The mycelium grows, absorbing water and filling the gaps between the straw, creating what Klarenbeek considers to be a very strong – yet lightweight – material. What you see at the top of this article is the final chair, dried out and wrapped in bioplastic to stop the mycelium growth getting out of hand.

Think of it as one-piece carpentry. The shape of the chair is deliberately a bit out-there to reflect that it’s a grown, living thing, but there’s no reason you couldn’t just as easily grow yourself a mycelium Chippendale if that’s your taste.

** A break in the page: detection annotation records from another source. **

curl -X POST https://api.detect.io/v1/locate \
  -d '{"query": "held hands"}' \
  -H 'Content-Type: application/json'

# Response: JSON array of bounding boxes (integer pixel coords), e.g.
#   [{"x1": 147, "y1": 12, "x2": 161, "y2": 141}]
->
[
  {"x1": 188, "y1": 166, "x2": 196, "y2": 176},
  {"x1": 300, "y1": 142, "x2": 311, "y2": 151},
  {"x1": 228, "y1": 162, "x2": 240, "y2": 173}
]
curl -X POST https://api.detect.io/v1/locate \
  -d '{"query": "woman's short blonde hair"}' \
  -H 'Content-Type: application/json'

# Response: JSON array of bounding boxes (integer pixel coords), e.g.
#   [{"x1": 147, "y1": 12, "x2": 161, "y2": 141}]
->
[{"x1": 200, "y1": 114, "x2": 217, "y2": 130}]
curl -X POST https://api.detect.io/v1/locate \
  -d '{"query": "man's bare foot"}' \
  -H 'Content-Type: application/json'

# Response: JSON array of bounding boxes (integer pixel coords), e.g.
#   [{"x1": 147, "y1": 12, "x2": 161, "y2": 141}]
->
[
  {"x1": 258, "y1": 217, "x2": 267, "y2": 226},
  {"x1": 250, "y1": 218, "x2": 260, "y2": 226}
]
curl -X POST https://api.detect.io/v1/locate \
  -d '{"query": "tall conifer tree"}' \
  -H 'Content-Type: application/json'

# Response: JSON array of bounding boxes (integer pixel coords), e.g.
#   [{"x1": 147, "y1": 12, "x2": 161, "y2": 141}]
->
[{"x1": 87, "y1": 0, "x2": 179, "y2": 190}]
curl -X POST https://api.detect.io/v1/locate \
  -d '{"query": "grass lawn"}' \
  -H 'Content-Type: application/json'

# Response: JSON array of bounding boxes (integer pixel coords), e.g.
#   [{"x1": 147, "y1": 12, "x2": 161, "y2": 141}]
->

Here’s Klarenbeek, talking to Dezeen:

This chair is really a metaphor for what could be made with this technique of 3D printing a living organism and then have it grow further. It could be a table, a whole interior or even a house. We could build a house with it.

This isn’t as unbelievable as it sounds – there are a growing number of engineers, architects, designers, and scientists who are experimenting with the strength of natural forms and materials.

German architect Ferdinand Ludwig has spent time growing trees in formations that allow platforms to be more easily suspended between them. The Living, an architectural practice in New York City, has been experimenting with genetically engineering bacteria that will make things like bricks as a waste product. And, for those who truly have no qualms, Mitchell Joachim has drawn up a proposal for a house made of a artificially-grown meat.

It almost makes a fungal chair seem quite tame, really.